Auch Louis hatte es bemerkt, hob stirnrunzelnd eine Augenbraue und sagte dazu aber nichts mehr. Stattdessen bemerkte er: „Uroma wird sich doch wohl nicht verspäten. Ich glaube sie ist in ihrem Leben noch nie zu spät gekommen.“
Mama wollte gerade etwas erwidern, als es läutete. Papa schüttelte seine Armbanduhr und warf anschließend einen Blick darauf. „16:00 Uhr und 30 Sekunden“, sagte er kopfschüttelnd. „Ich glaube, dass du Recht hast, Louis. Wie macht sie das? Kommt sie zwei Minuten zu früh würde sie lieber draußen warten, um genau zu der ausgemachten Uhrzeit zu läuten.“
Dann stand er auf, und ging zur Tür. Sophia war aber die erste im Vorraum und sie riss die Türe auf.
Vor ihr stand eine zittrige alte Frau. Sie hatte viele Falten im Gesicht und die grauen Haare waren nach hinten zu einem strengen Dutt gebunden. Die Haube, die sie aufhatte, da war sich Sophia sicher, war älter als ihre Oma. Sie trug ein Kleid, dass bis zu den Knöcheln reichte, und ihre Füße steckten in Turnschuhen, die allerdings relativ neu aussahen. Auf ihren Rollator gestützt schaute sie langsam über ihre rechte Schulter und sagte zu dem Taxifahrer, der sie hergebracht und ihr wahrscheinlich beim Ein- und Aussteigen geholfen hatte: „Danke mein Junge!“. Der junge Mann nickte zuerst ihr, dann Sophias Vater zu und ging den gepflasterten Weg zurück zu seinem Taxi. Vor 16 Jahren hatte sich Elisabeth noch um Sophia als Baby gekümmert und nun überlegte Mama, eine 24-Stunden-Pflege für sie zu organisieren.
„Oma!“, rief Mama jetzt, „Komm herein!“
Uroma Elisabeth ruckelte im Schneckentempo in das Vorhaus und es dauerte zehn Minuten, bis sie alle wieder am Tisch saßen. Sophia saß neben ihrer Uroma und drückte freudig, aber nicht zu fest ihre Hand. Sie strahlte und Elisabeth strahlte mit. Von all ihren Urenkelinnen war Sophia der ungekürte Liebling. Vielleicht weil sie sich angeblich mal so ähnlich gesehen hatten oder weil sie seit Sophias ersten Stunden eigentlich die erste Ansprechperson war.
Plötzlich wirkten die anderen ganz nervös. „Willst du vielleicht einen Tee, Oma? Oder ein Wasser?“, fragte Mama sichtlich angespannt.

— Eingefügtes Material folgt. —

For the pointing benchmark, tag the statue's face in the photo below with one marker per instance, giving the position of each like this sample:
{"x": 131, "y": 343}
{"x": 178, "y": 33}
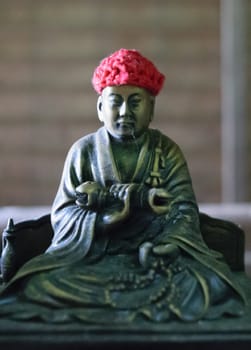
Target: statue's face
{"x": 125, "y": 110}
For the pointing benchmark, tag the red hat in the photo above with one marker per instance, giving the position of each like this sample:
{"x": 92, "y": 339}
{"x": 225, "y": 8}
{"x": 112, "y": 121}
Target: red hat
{"x": 127, "y": 67}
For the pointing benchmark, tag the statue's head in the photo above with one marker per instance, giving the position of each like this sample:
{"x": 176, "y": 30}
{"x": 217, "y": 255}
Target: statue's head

Elisabeth winkte ab. „Habt ihr es ihr schon erzählt?“, fragte sie leicht heiser und langsam. „N-nein“, stammelte Papa. „Wir wollten noch auf dich warten.“
Es änderte sich etwas in dem Gesicht der Uroma. Ihre Augen wurden wacher und böser. „Warum habt ihr auf mich gewartet?“, rief sie aus. Sophia zuckte zusammen, ihre Augen wurden groß und sie löste ihre Hand von ihr. So laut hatte sie Elisabeth noch nie reden gehört.
„Das arme Kind den ganzen Tag auf die Folter zu spannen. Also ich habe es damals bereits beim Frühstück erfahren!“ Bei jedem Wort wurde sie in der Aussprache deutlicher und schärfer. Sophia warf einen ängstlichen Blick zu ihren Eltern, die aber keineswegs irritiert von der deutlichen Sprache waren. „Nun ja“, meinte Mama und schien ihre Fassung wieder gewonnen zu haben. „Du hast dich seit ihrer Geburt auf diesen Moment gefreut und da dachten wir, dass du vielleicht dabei sein solltest.“ Während sie das sagte, strich sie sich ihre schulterlangen Haare zurück.
Sophia hätte dem wohl keine Beachtung geschenkt, doch jetzt war sie noch irritierter. Warum waren die Haare ihrer Mutter nicht mehr zu einem Bob geschnitten? Hatte sie eine Perücke auf? Aber bevor sie etwas sagen konnte, seufzte Elisabeth laut auf und lehnte sich zurück.
Die Falten waren aus ihrem Gesicht verschwunden. Insgesamt wirkte sie buchstäblich mindestens 20 Jahre jünger.
Am Tisch herrschte ein angespanntes Schweigen, das aber nun von Sophia gebrochen wurde: „Was ist eigentlich los?“
Elisabeth sah die Familie vielsagend an. Durch Mamas Körper ging ein sichtlicher Ruck und sie nickte, als würde sie den Worten ihrer Oma zustimmen.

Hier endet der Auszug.